Moreover, Reeves shared with teachers the most recent changes to CTE:
• Next Generation Career Academy internships, which saw 27 students serve as interns in the first year. The district has made 15 business partners, six of which are new for this school year.
• Enhancements to agriculture studies, as previously reported with the new barn for North Surry and live animals for hands-on experience with livestock.
• A commercial kitchen at Surry Central, which will be featured in more detail in The Mount Airy News when it is ready later this month.
On Wednesday, Atkins led a group of counselors and CTE teachers to a local business for a tour.
The group included North Surry counselors Hayley Zurita and James Moore, East Surry counselors Kerry Crotts and Renee Henry, Early College counselor Heather Matthews, career development coordinator Dale Badgett, career coach Crystal Folger-Hawks, and CTE instructional management and special populations coordinator Paula Brinkley.
The educators met at Nester Hosiery to learn about the business and how they could help counsel students on career and college planning.
Frankie Vernon, human resources director, gave the group an in-depth tour and discussed the many job opportunities there.

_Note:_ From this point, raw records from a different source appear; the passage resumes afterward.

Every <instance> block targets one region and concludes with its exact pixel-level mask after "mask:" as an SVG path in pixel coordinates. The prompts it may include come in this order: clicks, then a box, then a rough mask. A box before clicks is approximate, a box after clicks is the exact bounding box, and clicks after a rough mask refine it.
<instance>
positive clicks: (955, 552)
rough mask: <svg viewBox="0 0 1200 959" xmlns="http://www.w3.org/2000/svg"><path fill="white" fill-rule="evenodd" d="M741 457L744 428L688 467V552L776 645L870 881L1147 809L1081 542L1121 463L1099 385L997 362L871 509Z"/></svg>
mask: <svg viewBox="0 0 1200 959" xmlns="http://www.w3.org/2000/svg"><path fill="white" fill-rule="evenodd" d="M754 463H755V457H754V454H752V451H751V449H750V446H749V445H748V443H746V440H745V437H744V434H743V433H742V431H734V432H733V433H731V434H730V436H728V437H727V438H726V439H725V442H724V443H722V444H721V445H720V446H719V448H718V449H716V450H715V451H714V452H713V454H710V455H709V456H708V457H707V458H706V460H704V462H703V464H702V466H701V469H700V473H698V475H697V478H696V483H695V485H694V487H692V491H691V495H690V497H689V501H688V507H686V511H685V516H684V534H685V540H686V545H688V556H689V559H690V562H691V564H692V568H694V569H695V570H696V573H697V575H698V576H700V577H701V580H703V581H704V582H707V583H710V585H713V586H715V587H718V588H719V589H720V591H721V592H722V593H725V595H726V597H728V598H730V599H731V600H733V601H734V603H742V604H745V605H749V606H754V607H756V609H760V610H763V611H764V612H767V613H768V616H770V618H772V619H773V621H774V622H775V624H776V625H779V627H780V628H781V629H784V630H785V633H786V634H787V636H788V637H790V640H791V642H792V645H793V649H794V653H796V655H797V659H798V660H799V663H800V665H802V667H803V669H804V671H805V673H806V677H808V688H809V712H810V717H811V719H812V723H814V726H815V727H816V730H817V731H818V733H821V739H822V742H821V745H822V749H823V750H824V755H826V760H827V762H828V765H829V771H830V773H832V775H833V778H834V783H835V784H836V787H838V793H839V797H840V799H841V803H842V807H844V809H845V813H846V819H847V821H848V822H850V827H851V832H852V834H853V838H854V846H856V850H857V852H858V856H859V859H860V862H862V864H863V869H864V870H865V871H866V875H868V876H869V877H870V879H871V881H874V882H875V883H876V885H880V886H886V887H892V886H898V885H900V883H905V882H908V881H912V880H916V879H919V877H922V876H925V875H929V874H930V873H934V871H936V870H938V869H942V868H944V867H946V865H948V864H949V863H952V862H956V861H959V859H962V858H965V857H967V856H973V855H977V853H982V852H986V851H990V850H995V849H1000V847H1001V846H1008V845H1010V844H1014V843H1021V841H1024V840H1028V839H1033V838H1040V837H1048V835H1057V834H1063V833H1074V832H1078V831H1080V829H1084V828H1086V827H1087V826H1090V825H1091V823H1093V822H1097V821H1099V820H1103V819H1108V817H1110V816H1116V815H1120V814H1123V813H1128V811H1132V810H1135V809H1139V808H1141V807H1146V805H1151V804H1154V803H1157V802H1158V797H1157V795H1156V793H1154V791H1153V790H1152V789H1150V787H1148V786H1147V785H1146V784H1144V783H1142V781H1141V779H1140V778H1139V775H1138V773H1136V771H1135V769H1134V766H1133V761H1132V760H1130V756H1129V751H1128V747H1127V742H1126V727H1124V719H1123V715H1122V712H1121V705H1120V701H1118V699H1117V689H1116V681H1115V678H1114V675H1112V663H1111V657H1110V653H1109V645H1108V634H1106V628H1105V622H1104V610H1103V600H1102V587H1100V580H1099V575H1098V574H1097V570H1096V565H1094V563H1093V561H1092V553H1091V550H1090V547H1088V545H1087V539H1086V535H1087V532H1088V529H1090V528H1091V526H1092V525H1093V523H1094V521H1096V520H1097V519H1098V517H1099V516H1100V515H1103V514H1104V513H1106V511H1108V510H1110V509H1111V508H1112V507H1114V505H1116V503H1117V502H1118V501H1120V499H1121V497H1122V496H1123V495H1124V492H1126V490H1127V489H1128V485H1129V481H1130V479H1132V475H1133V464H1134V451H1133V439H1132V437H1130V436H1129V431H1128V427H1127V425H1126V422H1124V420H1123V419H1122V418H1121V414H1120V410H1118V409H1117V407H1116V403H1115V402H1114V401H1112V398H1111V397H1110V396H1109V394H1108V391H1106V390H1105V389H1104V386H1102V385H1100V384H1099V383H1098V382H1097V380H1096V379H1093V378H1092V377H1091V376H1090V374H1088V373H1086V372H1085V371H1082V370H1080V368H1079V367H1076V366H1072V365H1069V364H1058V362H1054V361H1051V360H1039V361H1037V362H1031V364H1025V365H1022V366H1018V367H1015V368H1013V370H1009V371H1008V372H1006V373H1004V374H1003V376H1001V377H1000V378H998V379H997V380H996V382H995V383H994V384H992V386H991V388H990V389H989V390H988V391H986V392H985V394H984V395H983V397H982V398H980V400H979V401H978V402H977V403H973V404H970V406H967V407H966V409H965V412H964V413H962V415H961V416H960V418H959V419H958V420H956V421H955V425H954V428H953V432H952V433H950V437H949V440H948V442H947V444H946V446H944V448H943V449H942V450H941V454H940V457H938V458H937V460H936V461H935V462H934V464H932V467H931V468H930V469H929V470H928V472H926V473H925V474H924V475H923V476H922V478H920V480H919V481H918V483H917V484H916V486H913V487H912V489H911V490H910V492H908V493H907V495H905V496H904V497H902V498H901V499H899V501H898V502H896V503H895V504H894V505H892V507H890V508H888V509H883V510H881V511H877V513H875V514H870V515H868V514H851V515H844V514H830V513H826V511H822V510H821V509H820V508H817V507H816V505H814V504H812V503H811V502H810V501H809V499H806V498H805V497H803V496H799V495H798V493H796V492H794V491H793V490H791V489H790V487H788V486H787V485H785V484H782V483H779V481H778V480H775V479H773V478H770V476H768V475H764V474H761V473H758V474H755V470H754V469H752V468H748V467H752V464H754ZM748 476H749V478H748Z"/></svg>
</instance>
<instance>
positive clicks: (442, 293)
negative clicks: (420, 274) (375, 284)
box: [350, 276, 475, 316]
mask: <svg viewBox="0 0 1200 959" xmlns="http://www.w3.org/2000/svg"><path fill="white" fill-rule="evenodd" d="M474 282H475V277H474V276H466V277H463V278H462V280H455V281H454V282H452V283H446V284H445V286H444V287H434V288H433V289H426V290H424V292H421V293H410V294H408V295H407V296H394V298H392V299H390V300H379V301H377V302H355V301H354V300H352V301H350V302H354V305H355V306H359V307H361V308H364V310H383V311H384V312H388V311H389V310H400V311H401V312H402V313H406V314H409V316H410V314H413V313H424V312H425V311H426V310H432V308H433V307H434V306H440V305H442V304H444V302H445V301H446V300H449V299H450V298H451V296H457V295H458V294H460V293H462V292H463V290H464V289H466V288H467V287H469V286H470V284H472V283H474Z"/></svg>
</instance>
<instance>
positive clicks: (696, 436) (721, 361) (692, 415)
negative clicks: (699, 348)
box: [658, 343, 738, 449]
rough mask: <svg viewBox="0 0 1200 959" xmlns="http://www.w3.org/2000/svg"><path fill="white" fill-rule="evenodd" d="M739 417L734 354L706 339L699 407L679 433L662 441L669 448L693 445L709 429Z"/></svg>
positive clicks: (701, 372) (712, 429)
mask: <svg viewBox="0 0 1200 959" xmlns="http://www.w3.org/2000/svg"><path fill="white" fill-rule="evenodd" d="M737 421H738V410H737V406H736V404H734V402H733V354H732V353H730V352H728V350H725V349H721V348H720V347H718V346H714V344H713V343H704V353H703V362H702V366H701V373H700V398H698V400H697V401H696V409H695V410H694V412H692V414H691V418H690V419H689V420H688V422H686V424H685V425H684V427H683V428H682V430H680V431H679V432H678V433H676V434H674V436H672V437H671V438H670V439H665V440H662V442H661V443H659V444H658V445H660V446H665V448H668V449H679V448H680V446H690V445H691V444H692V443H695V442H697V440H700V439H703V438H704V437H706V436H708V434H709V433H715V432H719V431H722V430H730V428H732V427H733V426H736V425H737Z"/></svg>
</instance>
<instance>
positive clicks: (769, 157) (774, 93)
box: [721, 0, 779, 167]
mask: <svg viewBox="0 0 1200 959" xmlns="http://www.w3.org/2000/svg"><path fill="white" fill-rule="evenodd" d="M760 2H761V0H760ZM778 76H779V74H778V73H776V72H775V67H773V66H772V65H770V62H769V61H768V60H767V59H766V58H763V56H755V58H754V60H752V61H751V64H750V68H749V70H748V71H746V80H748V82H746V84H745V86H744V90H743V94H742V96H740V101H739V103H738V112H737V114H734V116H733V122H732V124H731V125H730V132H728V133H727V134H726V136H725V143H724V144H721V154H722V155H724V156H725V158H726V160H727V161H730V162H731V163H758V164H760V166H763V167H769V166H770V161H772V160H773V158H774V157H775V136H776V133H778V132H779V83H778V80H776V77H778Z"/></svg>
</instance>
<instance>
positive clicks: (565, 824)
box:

Nester Hosiery started in 1993 and is a family-owned sock manufacturer. He noted that its Farm to Feet product line is 100-percent American-made, from the Merino wool to the cardboard box the product is shipped in.
At the recent meeting of the Board of Education, Robert Draughn, director of plant operations, discussed the bid process for roof work at one of the middle schools.
Draughn said that Meadowview Magnet’s gym needs work. The waterproof membrane has been on the roof since its construction in 2000, he said. That’s 18 years of use when these membranes typically last about 15 years.
He said it has been “a pretty constant repair battle” to patch up seams that have been ripping open and allowing leaks over the past year and a half.
Over the summer the project was put out for bids, and four companies sent in their bids, said Draughn. However, three of the four didn’t follow the state’s bidding requirements and had to be rejected.
What kind of problems were there, asked the school board. It was just technical details, he replied, such as including a state license number for the business.
That left AAR Roofing as the only complete bid at $42,152.
Draughn reminded the board that this roof issue was brought up during spring budget meetings and that the money for this work already had been set aside in the 2018-19 budget.
The board voted to approve the bid for the project.
• In other school news, the board of education congratulated Jennifer Gonzalez as the September employee of the month. Gonzalez works as an English Learners teaching assistant at Copeland and Dobson elementary schools.